Lors d’une conférence la semaine dernière, Bernanke a observé : "s’ils continuent sur leur trajectoire actuelle, les Etats-Unis courent le risque de voir des millions de gens sans emploi ou sous-employés pour des années… En tant que société, nous devrions juger cela inacceptable".
▪ Bernanke favorise clairement le mandat de l’emploi par rapport à celui de "l’inflation stable". A ce titre, il insiste sur le fait que sa tactique de QE peut graisser la machine du renouveau économique. Malheureusement, à ce jour, les faits contredisent cette affirmation.
"Depuis le 25 novembre 2008, lorsque la Fed a annoncé qu’elle commencerait à racheter la dette et des titres adossés à des créances hypothécaires de Fannie et Freddie", observe Evan Lorenz de la lettre Grant’s Interest Rate Observer, "le taux des nouveaux prêts immobiliers à 30 ans a baissé de 1,6 points de pourcentage, à 4,32%, selon Bankrate.com. Toutefois, les ventes de maisons neuves ont chuté de 26%… [depuis] le début du rachat des hypothèques".
"Pendant ce temps", continue Lorenz, "les ventes de maisons anciennement habitées ou ‘existantes’, ont chuté de 9%…On pourrait soutenir que la Fed, malgré ses bonnes intentions, empire les choses en empêchant le marché de faire le ménage".
▪ Mais le marché du logement n’est pas la seule partie de l’économie qui fournirait un témoignage accablant contre le quantitative easing. Même après deux années d’une ingérence de la part de la Fed de plusieurs milliards de dollars, les signes d’une reprise économique restent rares.
David Rosenberg, économiste, observe : "l’indice de la Fed de New York sur l’activité manufacturière a fortement plongé dans le dernier rapport mensuel, passant de +15,73 en octobre à -11,14 en novembre. C’est la plus grande fluctuation jamais enregistrée en un seul mois et la pire performance depuis les plus bas de la récession d’avril 2009".
De tels chiffres sont incontestablement mauvais ; mais peut-être auraient-ils été pires si Bernanke n’était pas intervenu. Peut-être que l’intervention de Ben dans le secteur privé a empêché une Grande Dépression II.
Peut-être… mais ce n’est probablement pas le cas.
"Dans un ordre d’idées inverse, des recherches très intéressantes valent la peine d’être retenues", écrit James Grant, relayant son collègue. "A Decade Lost and Found: Mexico and Chile in the 1980s ["Une décennie perdue et trouvée : le Mexique et le Chili dans les années 1980", ndlr.], de Raphael Bergoeing, Patrick J. Kehoe et al., publié en 2002, pourrait servir de parabole pour ces périodes interventionnistes. L’article met en opposition la réaction du Mexique et celle du Chili face aux difficultés apparemment insolubles que chacun de ces pays a dû affronter dans les années 1980".

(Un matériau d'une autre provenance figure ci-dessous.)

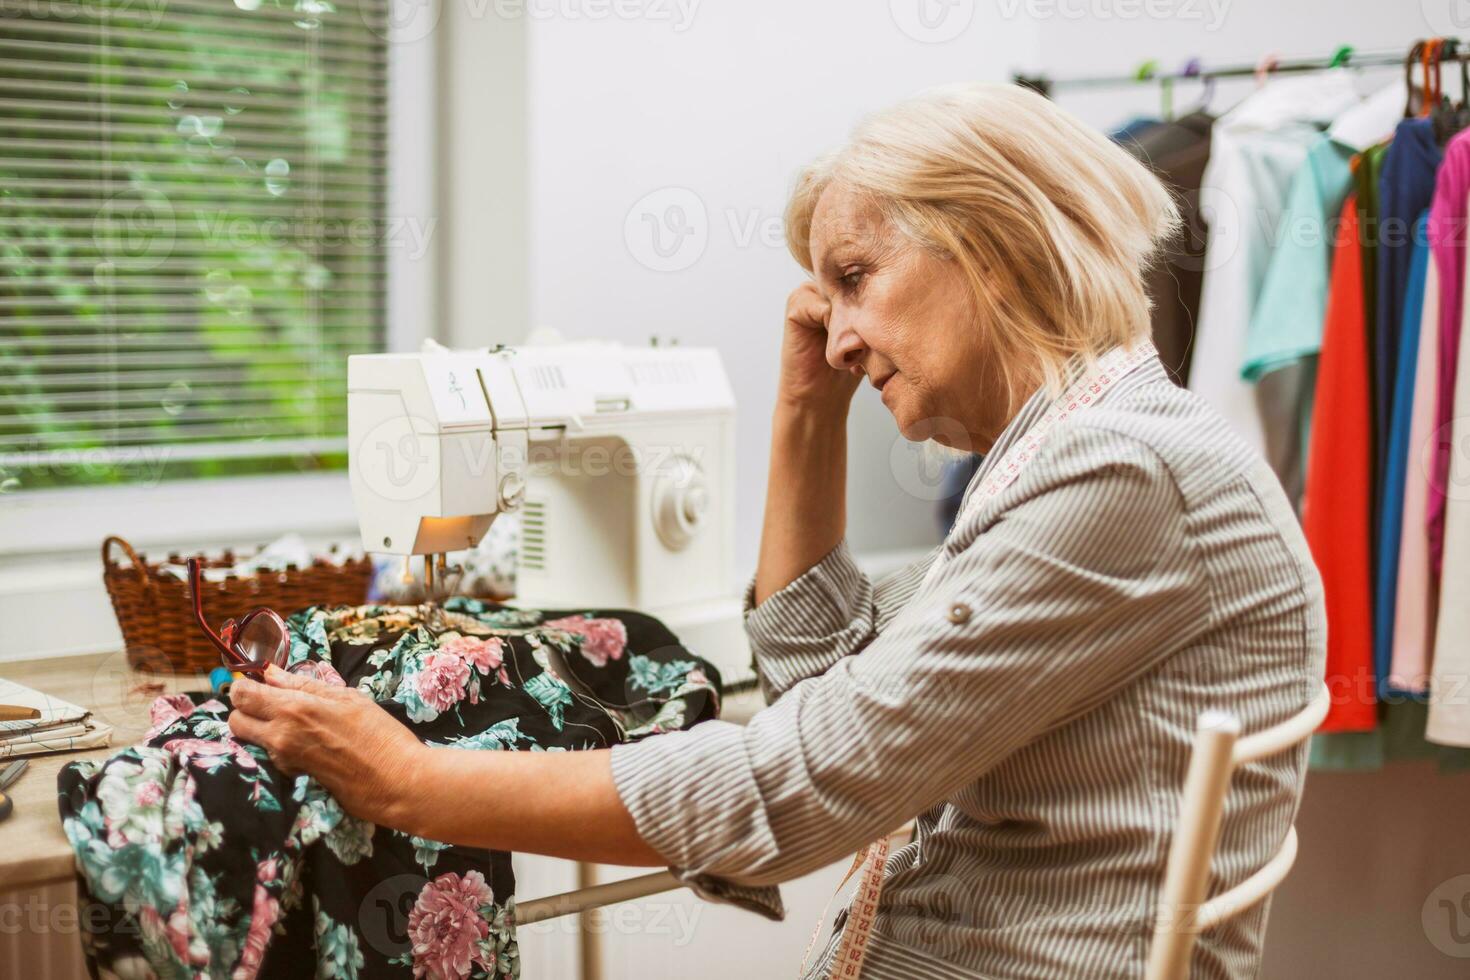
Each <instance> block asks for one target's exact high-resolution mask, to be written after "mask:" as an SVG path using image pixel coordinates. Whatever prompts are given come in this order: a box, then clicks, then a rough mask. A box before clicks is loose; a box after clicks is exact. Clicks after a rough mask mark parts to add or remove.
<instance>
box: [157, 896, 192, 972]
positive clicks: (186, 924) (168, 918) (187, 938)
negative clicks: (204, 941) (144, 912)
mask: <svg viewBox="0 0 1470 980" xmlns="http://www.w3.org/2000/svg"><path fill="white" fill-rule="evenodd" d="M163 934H165V936H166V937H168V940H169V946H172V948H173V955H175V956H178V958H179V962H190V955H188V902H187V901H184V902H179V905H178V908H175V909H173V911H172V912H169V917H168V918H166V920H163Z"/></svg>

"Malgré un même point de départ, ‘le Chili est revenu à une tendance d’il y a une dizaine d’années et depuis, le pays connaît une croissance plus rapide même que la tendance. En comparaison, la production au Mexique n’a jamais entièrement récupéré et même deux décennies plus tard, elle est encore 30% inférieure à la tendance’."
"La différence ? Le Chili a laissé ses entreprises faire faillite et les marchés opérer des purges. Le Mexique en revanche, anticipant certaines caractéristiques des Etats-Unis de la même époque, permit à son système archaïque de faillites de laisser vivre des entreprises perdant de l’argent et offrit des allocations de crédits selon les directives du gouvernement".
"La forte récession dont a souffert le Chili en conséquence de sa politique apparemment rigoureuse", continue Grant, "n’aura été que le préambule d’une superbe reprise économique. En termes comparatifs, le Mexique a stagné. Appel à Washington : s’il vous plaît, prenez-en de la graine".
Voici ma suggestion : offrir à Ben Bernanke une généreuse retraite, démanteler la Fed, rétablir le lien dollar-or… et laisser le marché se débrouiller tout seul.